Building an AML Tool with Limited Resources
Instead of building sophisticated ML, the bank relied on prebuilt libraries and container templates. This enabled staff to achieve core AML tasks with minimal overhead.
Additionally, the autonomy staff benefited from can’t be overstated. Instead of creating vendor tickets and incurring hidden fees with external AML solutions, local compliance officers can now update watchlists or anomaly rules daily on a scalable infrastructure that grows alongside the bank’s operations.
Impact: Fewer False Positives, Enhanced Regulatory Alignment, and a Scalable AML Solution
The benefits of transitioning to a custom anti-money laundering tool were felt immediately. Some of the key metrics that reflect the impact include:
30-50% fewer false positives: Reducing false positives allows compliance teams to zero in on genuine threats, boosting morale and efficiency.
Robust Compliance: Enhanced operational and regulatory alignment, ensuring compliance standards are met.
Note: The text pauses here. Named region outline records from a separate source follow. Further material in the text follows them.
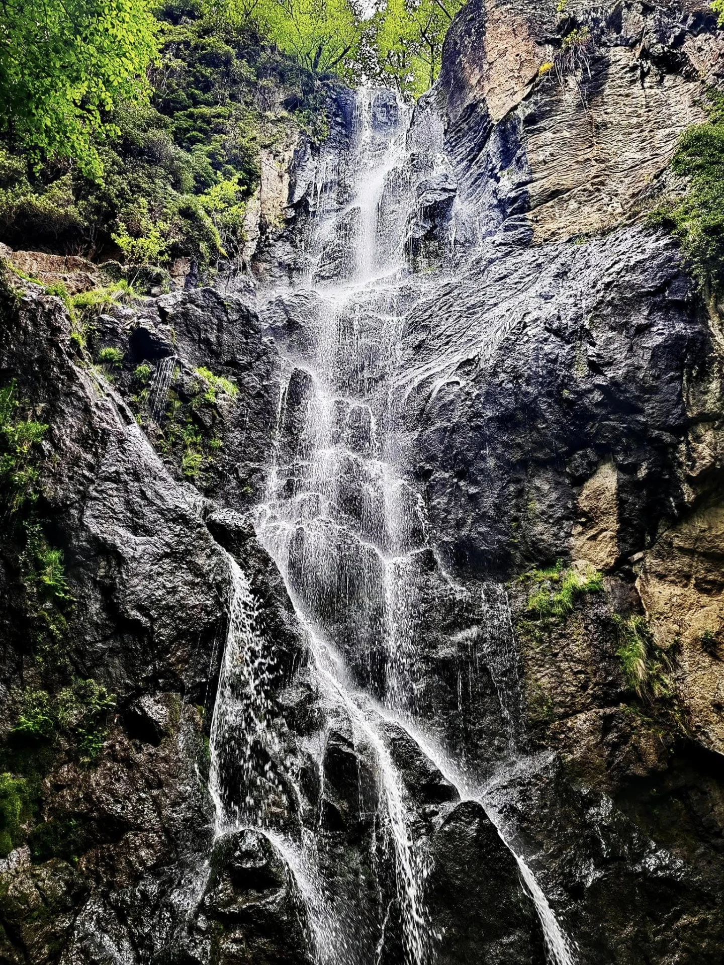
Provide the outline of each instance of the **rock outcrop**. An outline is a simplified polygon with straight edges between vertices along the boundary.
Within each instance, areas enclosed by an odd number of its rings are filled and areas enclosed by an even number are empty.
[[[3,282],[4,418],[46,428],[0,547],[0,960],[302,965],[342,923],[344,965],[538,965],[550,935],[518,855],[581,965],[720,959],[721,318],[645,214],[677,188],[723,50],[696,3],[471,0],[415,109],[414,211],[389,191],[415,269],[389,411],[417,547],[410,689],[434,746],[377,703],[366,593],[385,554],[350,538],[314,612],[303,552],[285,582],[254,529],[274,460],[293,496],[310,459],[319,295],[280,280],[310,265],[320,147],[290,137],[263,165],[256,281],[194,288],[181,265],[176,290],[89,324],[43,286],[87,290],[97,266],[3,252],[43,283]],[[333,96],[339,167],[353,96]],[[380,94],[374,123],[398,110]],[[320,285],[349,277],[348,213]],[[382,347],[349,338],[381,383]],[[363,529],[352,456],[372,410],[334,401],[350,451],[335,510]],[[269,651],[263,712],[238,717],[269,786],[253,830],[219,826],[243,796],[238,747],[209,759],[234,561]],[[319,686],[313,632],[354,702]],[[233,786],[215,799],[214,766]],[[417,949],[402,845],[377,837],[393,806],[424,859]]]

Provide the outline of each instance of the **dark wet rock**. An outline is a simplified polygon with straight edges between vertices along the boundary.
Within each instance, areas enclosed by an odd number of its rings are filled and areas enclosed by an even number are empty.
[[[223,924],[214,960],[224,965],[309,963],[303,910],[274,844],[258,831],[219,839],[210,858],[204,908]]]
[[[541,924],[515,860],[475,801],[446,806],[431,837],[430,903],[437,960],[543,963]]]

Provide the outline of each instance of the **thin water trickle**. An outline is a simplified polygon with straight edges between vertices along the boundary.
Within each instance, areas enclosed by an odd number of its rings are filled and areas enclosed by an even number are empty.
[[[149,412],[156,426],[160,425],[166,411],[166,400],[178,361],[178,355],[167,355],[162,358],[155,368],[149,386]]]

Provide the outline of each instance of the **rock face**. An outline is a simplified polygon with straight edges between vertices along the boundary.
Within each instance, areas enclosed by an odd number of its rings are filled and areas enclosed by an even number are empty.
[[[643,213],[721,34],[561,6],[337,90],[253,275],[4,276],[0,960],[720,960],[721,320]]]

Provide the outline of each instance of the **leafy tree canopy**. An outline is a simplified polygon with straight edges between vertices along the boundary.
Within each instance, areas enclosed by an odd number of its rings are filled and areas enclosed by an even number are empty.
[[[2,0],[0,131],[37,161],[71,157],[98,176],[108,114],[148,94],[157,56],[149,0]]]
[[[463,0],[386,0],[376,13],[371,31],[380,80],[416,96],[424,94],[440,71],[445,34],[462,3]]]
[[[295,57],[316,73],[336,71],[353,81],[365,22],[350,0],[207,0],[205,15],[237,27]]]

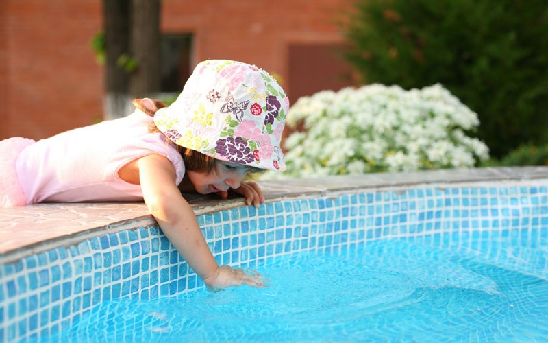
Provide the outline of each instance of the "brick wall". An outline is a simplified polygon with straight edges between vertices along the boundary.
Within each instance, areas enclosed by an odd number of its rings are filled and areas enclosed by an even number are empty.
[[[351,1],[166,0],[161,30],[192,33],[195,63],[229,58],[279,74],[290,97],[288,47],[342,42],[334,21]],[[101,120],[103,69],[90,40],[102,26],[101,1],[0,3],[0,139]]]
Cost-effectiveness: Predictable costs, thanks to container-based services being integrated with existing systems, along with the shift away from vendor licenses.
Talent development: Vendor fee savings reallocated to training, fostering an agile, future-focused compliance mindset and culture of accountability.
Digital autonomy: The end of reliance on an external vendor reduces overhead and delivers scalability.
Conclusion: Building a Lasting AML Solution from Scratch
Through the combination of a research-driven approach, centered around stakeholder interviews, and leveraging the bank’s internal cloud services, the bank was able to generate a cost-effective and customizable AML tool that reacts in real-time and evolves to meet new threats. The decision to use ML and container orchestration increased short-term efficiency and delivered a solution that ensures long-term adaptability in a demanding regulatory climate.